Page 2 of 2

Re: Nagios XI SNMP Traps (SNMPTT)(Missing Traps)

Posted: Mon Jun 16, 2014 11:26 am
by sreinhardt
Could you post a screenshot or copy of the state history report for this service, showing both hard and soft states, for the timeperiod that you just showed in the logs? This is mainly just to get human readable timestamps out of the nagios log instead of having to convert them all. Unfortunately it will not show any OK->OK states as that is not a hard or soft state, but that would be the case for any of the logs we have looked at to this point, aside from snmptt.log. The only way to change that would be to make the service volatile and give it some time to collect heartbeats too. This would make any incoming check result stored in the state history logs.

Re: Nagios XI SNMP Traps (SNMPTT)(Missing Traps)

Posted: Fri Jul 25, 2014 1:49 pm
by mlopez
Hi Spenser,
I think I figured out the issue but I need your help!!! BTW sorry for the delay in response as I was side tracked on another project.

Ok, you remember how "heartbeat" with a "Normal" status was showing up in snmptt.log but not always in nagios.log well I did something out of the box changes, I changed the criticality in my mib "/usr/share/snmp/mibs/processed_mibs/notification-mib" to Warning and guess what! heartbeat was showing up every time.

This means that there is something going on with snmptt or my event handler which is /usr/local/bin/snmptraphandling.py that when the state is "OK" it will not forward any new states unless the state changes, I would need it to forward all the time even if OK. BTW this is not only this service but it is doing it on all services as I changed a highly active snmptrap which when in Warning it would grab it all the time but when OK it only received it once in nagios.log.

Example:
heartbeat OK <---- THIS IS SENT TO NAGIOS
heartbeat OK <----- THIS IS NOT SENT TO NAGIOS
heartbeat OK <----- THIS IS NOT SENT TO NAGIOS
heartbeat OK <----- THIS IS NOT SENT TO NAGIOS
heartbeat OK <----- THIS IS NOT SENT TO NAGIOS
heartbeat CRITICAL <---- NAGIOS PROCESSES nagios.log for SNMP TRAP but does not detect new "heartbeat traps" X hours and changes state to CRITICAL
heatbeat OK <----- THIS IS SENT TO NAGIOS


snmptt trap version: snmptt-1.4-0.9.beta2.el6.noarch

I'm wondering if you could help me with this.

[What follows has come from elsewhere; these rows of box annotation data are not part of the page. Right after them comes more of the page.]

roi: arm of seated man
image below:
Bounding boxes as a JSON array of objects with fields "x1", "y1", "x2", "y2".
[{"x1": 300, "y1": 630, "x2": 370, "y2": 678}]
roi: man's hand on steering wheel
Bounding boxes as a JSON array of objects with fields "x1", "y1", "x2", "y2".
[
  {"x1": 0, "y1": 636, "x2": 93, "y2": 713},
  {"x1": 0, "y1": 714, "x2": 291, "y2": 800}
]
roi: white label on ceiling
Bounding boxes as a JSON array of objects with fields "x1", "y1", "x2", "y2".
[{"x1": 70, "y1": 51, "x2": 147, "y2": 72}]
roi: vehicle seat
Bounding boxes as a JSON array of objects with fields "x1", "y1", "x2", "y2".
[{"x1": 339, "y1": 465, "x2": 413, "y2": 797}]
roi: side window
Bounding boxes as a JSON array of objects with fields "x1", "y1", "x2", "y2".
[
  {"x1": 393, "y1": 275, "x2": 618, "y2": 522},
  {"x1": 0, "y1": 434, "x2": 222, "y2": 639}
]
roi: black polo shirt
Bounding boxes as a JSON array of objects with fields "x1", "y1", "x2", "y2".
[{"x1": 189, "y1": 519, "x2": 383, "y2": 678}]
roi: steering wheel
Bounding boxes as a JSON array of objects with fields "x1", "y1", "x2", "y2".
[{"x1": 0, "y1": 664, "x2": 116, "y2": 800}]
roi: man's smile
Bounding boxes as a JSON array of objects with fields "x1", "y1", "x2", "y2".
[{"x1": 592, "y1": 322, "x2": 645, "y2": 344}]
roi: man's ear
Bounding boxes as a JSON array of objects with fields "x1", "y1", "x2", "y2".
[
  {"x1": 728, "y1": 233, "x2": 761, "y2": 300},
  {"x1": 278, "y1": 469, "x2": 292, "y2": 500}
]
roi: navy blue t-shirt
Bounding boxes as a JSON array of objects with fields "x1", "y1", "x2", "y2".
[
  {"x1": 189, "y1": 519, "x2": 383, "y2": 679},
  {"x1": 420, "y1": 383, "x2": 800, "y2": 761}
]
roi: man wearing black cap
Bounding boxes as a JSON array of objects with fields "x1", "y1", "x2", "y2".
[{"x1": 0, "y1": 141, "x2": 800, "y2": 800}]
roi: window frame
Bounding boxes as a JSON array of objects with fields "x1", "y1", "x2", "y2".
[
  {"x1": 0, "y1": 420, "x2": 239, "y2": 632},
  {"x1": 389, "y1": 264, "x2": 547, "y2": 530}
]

I've attached my snmptt.ini and my snmptraphandling.py

Code: Select all

EVENT heartbeatNotify .1.3.6.1.4.1.x.100.3.1 "Status Events" Warning
FORMAT $4 heartbeat $7 = $8 $5
EXEC /usr/local/bin/snmptraphandling.py "$1" "heartbeatNotify" "$s" "$@" "$-*" "$1 $7 $8"
SDESC
This is the system's heartbeat.
Variables:
  1: smsSystemSn
  2: smsSystemName
  3: smsSystemLocation
  4: smsSystemDescription
  5: smsSystemTime
  6: smsOrigin
  7: smsObjectName
  8: smsObjectValue
EDESC

Re: Nagios XI SNMP Traps (SNMPTT)(Missing Traps)

Posted: Fri Jul 25, 2014 1:56 pm
by sreinhardt
We should enable debugging on snmptt and revert the warning back to OK. reason I say this, then we can see when all traps come in(snmptt.log) and we can see when and how they were execed (snmptt.debug). I am wondering if your service is not set as isvolatile and so nagios is just going "hey great it's still OK, nothing to see here". I would still expect it in the nagios log, but not in an event log or state change report. Could you send me an example of the snmptt and nagios logs as you have it now, then we can get you setup for debugging and capture some more to compare.